Foresti carries ably the long sinewy vocal line of some of the music, such as in the last aria of the latter cantata, as well as in the similarly agitated cantata ‘Il Polifemo’ which gives voice to the monstrous cyclops Polyphemus’s frustrations over his unrequited love for the nymph Galatea: the elaborate melody on “tormentarmi” (“to torment me”) in one of its arias are suitably coloured. However, the remaining two cantatas in this programme, dealing with the tender pangs and disappointments of love tend to fare a little less well. Here, Foresti could convey that intimacy more, vary the tone more subtly to sustain interest, and some high notes are a strain, though the lively last aria of ‘Partenza amoroso’ comes off successfully. It is perhaps unsurprising if Foresti identifies less with the generic or unnamed speakers in such cantatas as these than with the better delineated figures from antiquity, myth or the Bible in the others.

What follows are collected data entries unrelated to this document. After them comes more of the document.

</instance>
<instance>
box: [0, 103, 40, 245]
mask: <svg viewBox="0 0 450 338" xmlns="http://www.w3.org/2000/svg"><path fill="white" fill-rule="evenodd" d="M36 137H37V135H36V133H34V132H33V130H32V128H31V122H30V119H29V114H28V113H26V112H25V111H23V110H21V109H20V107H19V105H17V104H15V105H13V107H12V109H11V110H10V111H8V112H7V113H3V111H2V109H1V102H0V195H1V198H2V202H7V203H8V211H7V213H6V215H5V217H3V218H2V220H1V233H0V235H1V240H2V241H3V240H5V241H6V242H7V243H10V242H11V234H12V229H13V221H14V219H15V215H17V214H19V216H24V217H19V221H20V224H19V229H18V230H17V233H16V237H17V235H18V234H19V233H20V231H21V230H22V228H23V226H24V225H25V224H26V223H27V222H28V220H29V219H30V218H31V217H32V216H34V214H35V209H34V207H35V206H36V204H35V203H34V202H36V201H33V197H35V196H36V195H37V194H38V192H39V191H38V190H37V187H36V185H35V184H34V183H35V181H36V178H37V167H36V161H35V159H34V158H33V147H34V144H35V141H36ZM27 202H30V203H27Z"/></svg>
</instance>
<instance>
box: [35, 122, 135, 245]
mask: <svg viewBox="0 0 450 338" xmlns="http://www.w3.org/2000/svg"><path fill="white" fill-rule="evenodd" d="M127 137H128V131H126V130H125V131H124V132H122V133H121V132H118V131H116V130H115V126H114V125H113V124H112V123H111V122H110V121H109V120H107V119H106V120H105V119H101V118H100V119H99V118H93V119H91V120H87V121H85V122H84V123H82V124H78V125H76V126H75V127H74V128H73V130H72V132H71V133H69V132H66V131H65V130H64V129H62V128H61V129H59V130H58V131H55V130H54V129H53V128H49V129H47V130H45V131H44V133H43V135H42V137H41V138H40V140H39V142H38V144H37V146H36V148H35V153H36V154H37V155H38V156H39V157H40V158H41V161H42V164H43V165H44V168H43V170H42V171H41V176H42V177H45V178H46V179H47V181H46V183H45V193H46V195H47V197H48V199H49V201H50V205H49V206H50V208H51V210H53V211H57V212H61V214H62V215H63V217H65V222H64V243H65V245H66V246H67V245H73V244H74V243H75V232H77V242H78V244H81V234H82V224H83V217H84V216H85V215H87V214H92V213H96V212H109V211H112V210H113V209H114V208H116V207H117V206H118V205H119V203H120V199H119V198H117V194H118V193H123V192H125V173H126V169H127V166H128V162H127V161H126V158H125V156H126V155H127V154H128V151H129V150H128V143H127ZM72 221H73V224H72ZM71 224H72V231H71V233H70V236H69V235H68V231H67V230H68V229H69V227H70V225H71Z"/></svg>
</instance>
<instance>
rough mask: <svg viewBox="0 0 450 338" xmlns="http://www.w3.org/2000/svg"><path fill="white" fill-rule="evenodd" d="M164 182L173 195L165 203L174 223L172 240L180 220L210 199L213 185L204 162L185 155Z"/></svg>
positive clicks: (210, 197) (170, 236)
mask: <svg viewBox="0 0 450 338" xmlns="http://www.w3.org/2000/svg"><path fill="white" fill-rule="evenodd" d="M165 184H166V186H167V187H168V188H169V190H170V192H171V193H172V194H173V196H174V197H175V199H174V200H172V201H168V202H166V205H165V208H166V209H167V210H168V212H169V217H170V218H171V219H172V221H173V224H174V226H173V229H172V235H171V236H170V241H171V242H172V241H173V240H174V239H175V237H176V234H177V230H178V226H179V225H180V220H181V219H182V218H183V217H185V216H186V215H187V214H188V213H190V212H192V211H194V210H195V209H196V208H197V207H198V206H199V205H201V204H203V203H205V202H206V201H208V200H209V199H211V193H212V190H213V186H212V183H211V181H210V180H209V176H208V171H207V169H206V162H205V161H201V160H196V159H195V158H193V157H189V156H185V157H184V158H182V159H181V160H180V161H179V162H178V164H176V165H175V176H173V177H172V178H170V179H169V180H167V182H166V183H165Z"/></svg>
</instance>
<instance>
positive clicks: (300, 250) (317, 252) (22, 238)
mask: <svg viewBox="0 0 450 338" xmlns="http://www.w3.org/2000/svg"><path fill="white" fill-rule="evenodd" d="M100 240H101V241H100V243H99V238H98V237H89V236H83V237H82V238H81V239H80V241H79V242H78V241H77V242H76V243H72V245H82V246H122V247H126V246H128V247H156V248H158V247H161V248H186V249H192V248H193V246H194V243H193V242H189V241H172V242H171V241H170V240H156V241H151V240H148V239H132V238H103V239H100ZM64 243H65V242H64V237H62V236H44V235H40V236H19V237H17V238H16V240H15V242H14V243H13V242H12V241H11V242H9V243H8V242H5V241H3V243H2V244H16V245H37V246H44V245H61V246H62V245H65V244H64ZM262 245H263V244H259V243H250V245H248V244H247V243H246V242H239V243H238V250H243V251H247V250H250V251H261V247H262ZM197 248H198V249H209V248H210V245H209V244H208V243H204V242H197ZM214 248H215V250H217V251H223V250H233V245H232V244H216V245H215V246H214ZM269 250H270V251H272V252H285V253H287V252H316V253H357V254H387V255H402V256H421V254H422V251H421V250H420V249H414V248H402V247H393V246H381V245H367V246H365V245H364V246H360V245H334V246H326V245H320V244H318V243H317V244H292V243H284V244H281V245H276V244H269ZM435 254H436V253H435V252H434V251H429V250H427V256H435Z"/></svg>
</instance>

The cantatas are sparsely scored for voice and basso continuo alone, the latter realised by cello, theorbo, and harpsichord. Led by Andrea Friggi from the latter instrument, the accompaniment is actively engaging and charismatic in itself, for instance in the jaunty support given to Polyphemus’s last aria, which seems to comment ironically on the cyclops’s call to the furies to torment him. With very little of Caldara’s vast output set down on record, this is a welcome addition to the catalogue, and complements the handful of discs already available showcasing other cantatas sung by higher voices. It is the heroic cantatas here which will be of most interest, standing equal in inspiration to the best scenas of his largely neglected operas. Those familiar with Handel’s and Vivaldi’s cantatas will particularly find much of interest by way of comparison.